Welcome to the special solace found only at the top of the world!

When Inuit families go camping — for fishing, hunting or berry picking reasons — it is something quite special and deeply cultural that they have always done.

The solid ground of Nunavut resists pegging, so tent ropes must be tied to rocks instead. In prime camping locations, found all across the territory, Inuit ancestors have left behind circles of tent stones for centuries of seasonal reuse. The traditional Inuit technique of constructing tents from animal skins for summer, like their ingenious building of igloos in winter, is a living art. However, most Inuit families today prefer to use a large, durable tent made of canvas that is easily transported by snowmobile, boat, ATV, airplane or dogsled. Whether supported by poles or freestanding, any tent pitched in Nunavut must be secured with guy ropes to resist the powerful arctic winds.

Generally, campers are free to pitch their tent almost anywhere on the open tundra.

There are few designated camping areas in Nunavut. Some communities have special designated campgrounds with outhouses, tent platforms, fire pits and windbreaks, but most do not. However, most communities do have a spot where they prefer campers to pitch their tents. This preference is usually based on protecting the hamlet’s water supply, so inquire at the hamlet office before setting up in any community. The national parks in Nunavut all have specially designated camping sites which campers are advised to use.

It’s important to remember that the land you are camping on is part of the traditional territory of local Inuit families.
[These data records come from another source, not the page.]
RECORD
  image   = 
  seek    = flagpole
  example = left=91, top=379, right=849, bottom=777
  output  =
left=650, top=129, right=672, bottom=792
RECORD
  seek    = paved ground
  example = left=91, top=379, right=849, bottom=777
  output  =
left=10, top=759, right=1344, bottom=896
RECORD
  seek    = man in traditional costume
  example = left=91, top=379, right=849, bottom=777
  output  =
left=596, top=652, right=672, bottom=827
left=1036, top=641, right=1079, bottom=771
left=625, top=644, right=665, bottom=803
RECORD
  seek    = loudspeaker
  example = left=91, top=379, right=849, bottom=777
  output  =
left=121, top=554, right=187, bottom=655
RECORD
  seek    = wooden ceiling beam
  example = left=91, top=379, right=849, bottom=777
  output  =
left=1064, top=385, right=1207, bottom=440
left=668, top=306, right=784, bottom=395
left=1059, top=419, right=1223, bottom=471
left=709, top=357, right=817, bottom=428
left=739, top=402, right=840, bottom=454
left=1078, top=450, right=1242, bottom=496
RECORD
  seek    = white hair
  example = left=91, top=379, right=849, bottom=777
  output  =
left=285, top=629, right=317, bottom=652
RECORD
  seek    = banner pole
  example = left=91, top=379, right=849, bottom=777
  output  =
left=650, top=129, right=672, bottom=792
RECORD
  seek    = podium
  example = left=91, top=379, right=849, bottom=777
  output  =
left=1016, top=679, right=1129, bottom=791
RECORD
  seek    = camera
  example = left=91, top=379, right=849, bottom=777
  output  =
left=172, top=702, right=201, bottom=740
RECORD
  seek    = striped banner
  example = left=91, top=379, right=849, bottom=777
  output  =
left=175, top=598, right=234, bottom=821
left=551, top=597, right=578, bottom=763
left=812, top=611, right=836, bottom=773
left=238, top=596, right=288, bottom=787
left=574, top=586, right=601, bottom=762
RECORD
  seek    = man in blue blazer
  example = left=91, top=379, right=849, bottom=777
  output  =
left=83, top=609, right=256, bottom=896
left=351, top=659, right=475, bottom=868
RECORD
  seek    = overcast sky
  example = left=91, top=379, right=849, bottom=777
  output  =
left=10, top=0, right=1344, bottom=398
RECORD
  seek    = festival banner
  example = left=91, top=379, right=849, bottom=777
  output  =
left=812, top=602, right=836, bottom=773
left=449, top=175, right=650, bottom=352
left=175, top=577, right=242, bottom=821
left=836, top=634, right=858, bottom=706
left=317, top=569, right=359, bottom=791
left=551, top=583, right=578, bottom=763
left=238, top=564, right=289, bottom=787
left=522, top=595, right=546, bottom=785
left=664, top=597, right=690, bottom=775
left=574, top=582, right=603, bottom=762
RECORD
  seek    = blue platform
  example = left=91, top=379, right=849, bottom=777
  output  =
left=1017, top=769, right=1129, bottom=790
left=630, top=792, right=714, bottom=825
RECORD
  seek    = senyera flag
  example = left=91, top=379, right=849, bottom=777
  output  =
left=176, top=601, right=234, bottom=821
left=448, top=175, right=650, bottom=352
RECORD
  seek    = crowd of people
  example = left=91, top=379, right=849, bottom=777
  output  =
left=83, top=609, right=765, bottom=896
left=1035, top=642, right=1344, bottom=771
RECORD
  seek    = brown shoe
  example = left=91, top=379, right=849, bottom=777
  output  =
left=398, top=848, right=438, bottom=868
Though you are welcome to use it, always treat it with respect!

Under the great big arctic skies of Nunavut — in winter, spring, summer or fall — and far from the madding crowds of the south, the healthy, peaceful, enjoyable activities of camping and hiking with good friends in Nunavut will provide an unforgettable lifetime experience! The Inuktitut word for a modern tent is ‘tupiq’ and ‘ittaq’ is the word for a traditional skin tent.

Camping 'on the land' is a big component of the traditional Inuit way of life.

Campers in Nunavut must be thoroughly self-sufficient. For the most part, when you are camping you will be left on your own, so hiring an experienced guide or outfitter is highly recommended. These experts know the best campsites, chosen long ago for good reasons such as shelter, abundant fresh water, quality of fishing or excellent lookout views of passing wildlife. Bring high-energy food and proper arctic clothing. Never leave garbage behind and always keep your sleeping bag dry!

Summertime camping opportunities in Nunavut include the migratory bird wetlands of Polar Bear Pass near Resolute, along the shores of Whale Cove to watch chattering beluga whales, at spectacular Akshayuk Pass in mountainous Auyuittuq National Park near Pangnirtung, in Sylvia Grinnell Territorial Park near Iqaluit, and close to caribou calving grounds located near the communities of Baker Lake, Rankin Inlet and Chesterfield Inlet.

Please note that any direct interaction with caribou during their calving period in late springtime (mid-May to mid-June) is severely restricted!

With expert local guidance, wintertime igloo camping can also be done safely near any community in Nunavut — from southernmost Sanikiluaq to northernmost Grise Fiord.

Although mostly settled into permanent communities nowadays, the Inuit have traditionally been a nomadic people who moved between winter and summer camps to take advantage of wildlife resources as they migrated seasonally. Camping ‘on the land’ is a big component of the traditional Inuit way of life. Most families in every community spend at least part of the year enjoying this fun outdoor activity.